2

I have a Dataframe with a column called 'cleaned_tweet'. This column consists of tweets with several abbreviations and I want to replace those abbreviations with proper English words. For that, I have prepared a dictionary called 'slangs' where abbr. is the key and the desired English phrase/word as the value and I want to replace all the occurrences of those abbr. with their values in the dictionary. I have looked for several other solutions on stackoverflow but none of them seems to be working. Here is what I have tried. I am using a nested for loop and I believe I am quite close to the solution but I'm doing something wrong, which I can't seem to figure out.

Here's the nested loop:

for i in range(len(train_test_set)):
    for j in slangs:
        train_test_set['cleaned_tweet'][i] = train_test_set['cleaned_tweet'][i].replace(j, slangs[j])

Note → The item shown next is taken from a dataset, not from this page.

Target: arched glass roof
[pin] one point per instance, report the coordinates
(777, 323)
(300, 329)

when I executed this code and printed print(train_test_set['cleaned_tweet][0]), I got an unexpected output like this:

"#mopanthank whyour | hi | years oldwhyour | hi | years oldhesitationospecial editekissas insekissperience wall hacken whyour | hi | years oldunited statesing a hallwhyour | hi | years olducinogenic drwhyour | hi | years olduglwhyour | hi | years oldung ladye rainbowhwhy | would whyour | hi | years olduohesitationents | rapper from atalk later | ekissperience wall hacken whyour | hi | years oldunited statesing a hallwhyour | hi | years olducinogenic drwhyour | hi | years olduglwhyour | hi | years oldung ladye rainbowhwhy | would whyour | hi | years olduoue loversatileionwhyes | yeah | yes | your | hi | years oldu | team leaderantaonwhysomethingop it | somethingwhyour | hi | years oldupid idiotake careal edwhyour | hi | years olducatekissas insekissperience wall hacken whyour | hi | years oldunited statesing a hallwhyour | hi | years olducinogenic drwhyour | hi | years olduglwhyour | hi | years oldung ladye..."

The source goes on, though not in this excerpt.